I saw an embarrassed look on Susan's face. "What?" I asked.

"We sorta used up all the hot water. We're heating some on the stove for dishes. But it's going to be a while before you can have a hot shower."

"I'll manage," I told her.

Then the three were gone and I was left with two eggs, over easy, sausage links and two pancakes drowned in maple syrup. Susan, I thought, had told them what I like. It was a genuinely nice thing; I'd planned on spending the morning getting things cleaned up, breakfast hadn't been something I'd thought about.

I made a mental bet with myself. I'd gotten to know Gail very, very well last night. I'd known Susan her entire life. I was certain I wasn't going to find any mess out there at all.

I was just drying off when Gail stuck her head in the bathroom; I saw her eyes go to my breasts, and then saw her smile. "One of the moms just showed up, I told her you were in the shower. I led her through the family room, to the kitchen where we were finishing cleaning up to show off our good deed." She grinned and I grinned back.

I rushed then, getting dressed and going out to say hello. The woman thanked me, and then vanished with her daughter.

In the next hour there was a steady stream of parents, all moms. Linda arrived in mid-flow. "Don't suppose you have some tea?" she asked.

Susan giggled. "Mom always has tea made."

Susan went to fetch it from the fridge, while Linda looked around the kitchen.

"Well, you survived a dozen teenagers. No visible signs of a tornado."

"It wasn't that bad; in fact, they were perfect." I waved at the tidy kitchen. "Less maintenance than just Susan and myself."

We both chuckled, and Susan stuck out her tongue.

Gail came over to us. "My mom's here. Thanks Laura."

I met her eyes, asking if she'd be back. "I'll call later this week," Gail told me. "Thanks a million, I had a good time, everyone had a good time."

"You're welcome anytime, Gail," I said, feeling oddly embarrassed at what I thought was my manifestly obvious desire to get back in bed with Gail again as soon as I could.

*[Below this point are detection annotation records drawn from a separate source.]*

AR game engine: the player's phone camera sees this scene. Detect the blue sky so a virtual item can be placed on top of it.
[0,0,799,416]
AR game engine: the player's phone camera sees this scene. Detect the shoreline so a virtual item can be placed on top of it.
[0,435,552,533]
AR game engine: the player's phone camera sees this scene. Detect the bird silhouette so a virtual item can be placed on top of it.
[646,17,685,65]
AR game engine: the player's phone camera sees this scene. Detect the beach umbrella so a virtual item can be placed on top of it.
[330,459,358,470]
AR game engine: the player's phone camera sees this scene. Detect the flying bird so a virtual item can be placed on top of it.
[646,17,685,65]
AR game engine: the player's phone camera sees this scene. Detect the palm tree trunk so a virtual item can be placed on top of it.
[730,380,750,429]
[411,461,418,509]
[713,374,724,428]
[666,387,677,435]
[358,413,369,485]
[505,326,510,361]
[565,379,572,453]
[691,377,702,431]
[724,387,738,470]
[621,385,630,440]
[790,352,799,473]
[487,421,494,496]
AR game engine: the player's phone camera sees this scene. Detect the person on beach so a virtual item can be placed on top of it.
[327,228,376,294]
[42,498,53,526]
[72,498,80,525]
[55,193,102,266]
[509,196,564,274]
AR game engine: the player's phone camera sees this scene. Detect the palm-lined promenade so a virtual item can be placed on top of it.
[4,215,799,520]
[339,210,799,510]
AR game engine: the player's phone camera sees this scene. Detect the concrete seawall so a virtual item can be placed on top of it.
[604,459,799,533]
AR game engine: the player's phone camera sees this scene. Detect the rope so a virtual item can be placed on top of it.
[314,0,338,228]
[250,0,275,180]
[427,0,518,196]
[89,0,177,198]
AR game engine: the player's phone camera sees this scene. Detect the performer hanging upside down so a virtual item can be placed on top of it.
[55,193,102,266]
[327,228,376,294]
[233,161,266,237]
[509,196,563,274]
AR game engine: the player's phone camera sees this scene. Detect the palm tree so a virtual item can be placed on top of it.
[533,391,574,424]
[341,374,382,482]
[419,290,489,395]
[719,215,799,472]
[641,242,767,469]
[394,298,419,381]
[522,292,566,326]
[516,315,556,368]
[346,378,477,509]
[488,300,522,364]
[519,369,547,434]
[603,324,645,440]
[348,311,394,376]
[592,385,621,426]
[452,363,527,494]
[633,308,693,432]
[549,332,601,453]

Gail went out of the room, Susan and Jamie trailing along with her, all talking animatedly. Linda seemed in no hurry to leave the kitchen, so we stayed behind.

Linda sighed, and I looked at her. "My sister is many things, Laura. Many things. Uptight and straight as an arrow, those things among the others. Did I mention not broad-minded at all?"

Did Linda have any idea of what had happened? I had a feeling she had some idea. Linda changed the topic to school and teachers, which left me greatly relieved.

A few minutes later the last of the others left and Susan and Jamie came in the kitchen. "Can I stay a bit longer, Mom? Can I swim?" Jamie asked Linda.

"You want to swim in a day-old yucky suit?" Linda asked in disbelief.

I saw Jamie glance at Susan. My daughter looked at me. "Can we skinny-dip, Mom?" Susan asked.

I nodded, and Linda added, "Work on tan lines, girls. Not boiling the water out of the pool."

Susan blushed, and then the two of them were gone.

Linda's eyes met mine. "Ah, teen love! So sweet!"

"I told you I didn't make cheer in high school. I didn't make it into bed until graduate school." I held her eyes. "I don't begrudge Susan anything I missed. I just want her to be happy."

"Happy is good! I told Jamie relationships are swell, but that grades were more important. If her grades slip then that's it! No relationships! No cheerleading, either. A powerful, powerful motivator." She waved towards the back, where we could hear laughs and splashes. "It has worked really well. The cheer squad at Scottsdale has the highest GPA of any extracurricular activity at school, with the exception of the chess club. Jamie's grades, always good, are virtually perfect."

I laughed, nodding.

She smiled too. "It isn't as much of a bother as some think to have these sleepovers. Still, there's such a thing as too much of a good thing. So, this is the fourth since last fall. Too many parents are like my sister."